We are experiencing three exponential changes accelerating at hurricane-like speeds: The Market, Mother Nature, and Moore’s Law. The Market is a combination of the digitization and globalization of our societies that have moved from interconnected to hyper-connected to interdependent. Mother Nature refers to the climate change, the biodiversity loss, and the population growth. Moore’s Law is the accomplished prediction of Intel’s co-founder by which the speed and power of microchips have doubled every 24 months since 1965. The combination of the three is reshaping the world. Especially affecting 5 realms, which Friedman outlines in his book: Politics, Geopolitics, Workplace, Ethics, and Community. The realm of market research has not been an exception, either.

These changes caught our industry by surprise, particularly in a technological sense. While distracted by the accuracy and representativeness of the online methodology, an explosion of alternatives started to show up. The wind blew tech-driven start-ups, landing them in the market research arena by accident. Companies with no prior knowledge of market research discovered that their solutions allowed our industry to either obtain new consumer insights or a more efficient way of processing information.

In a stark manner, we could say that the technology revolution in the market research world has been led by “outsiders”. This created a technological whirlwind of confusion, filling the air with a mist of buzzwords such as agile, automation, DIY, artificial intelligence, gamification, behavioral data, big data, text analytics, virtual reality, uberization, data visualization… the list goes on.

My role as a member of the ESOMAR council allows me to interact with many players in the industry– many who in fact have some concerns.

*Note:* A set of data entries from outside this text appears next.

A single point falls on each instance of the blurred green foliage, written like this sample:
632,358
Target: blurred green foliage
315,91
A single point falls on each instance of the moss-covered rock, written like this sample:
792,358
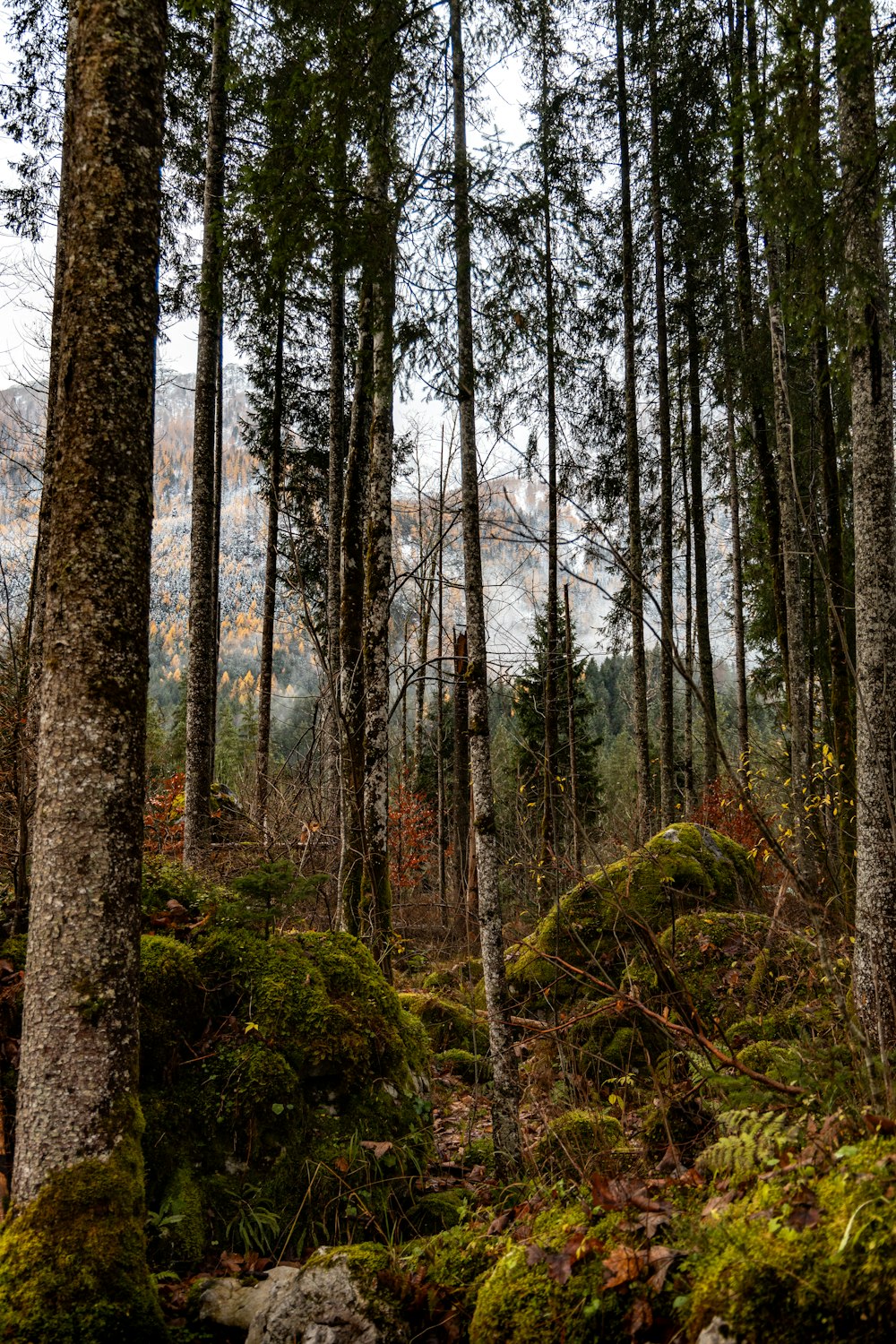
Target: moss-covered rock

As the years go by and the changes continually accelerate, insight purchasers mention how traditional market researchers have struggled to adapt. My response has been, “How have you led your research partners in this adoption?” While we still face many challenges, my perspective is that the profession is beginning to see through the technology mist.

Technology has finally come to the center of our industry, into the eye of the storm. There is no longer any doubt that because of digitalization, the palette of datasets is exponentially increasing at the speed of light. We are also taking into account that our respondents are now holistic digital data generators. As a profession, we are learning to harness these changes in order to increase our relevance and fulfill our missions. We will make it through the storm by integrating the capabilities and rigour of traditional researchers and the abilities and algorithms from the digital data scientists. In the end, market research is still about people understanding people. And technology is just the enabler.

The forecast for the future is that change will continue to accelerate before our very eyes. But, by adapting, we can take these changes by the storm to better the industry. Paraphrasing Brandi Carlile’s song “The Eye” (the theme song of Thomas Friedman’s book), “You can dance in a hurricane but only if you stand in the eye”. Our profession will succeed amidst this storm only if we thrive in framing the eye of the hurricane. The eye is the stable dynamic platform from which our enlarged community becomes more relevant than ever before. Let’s dance!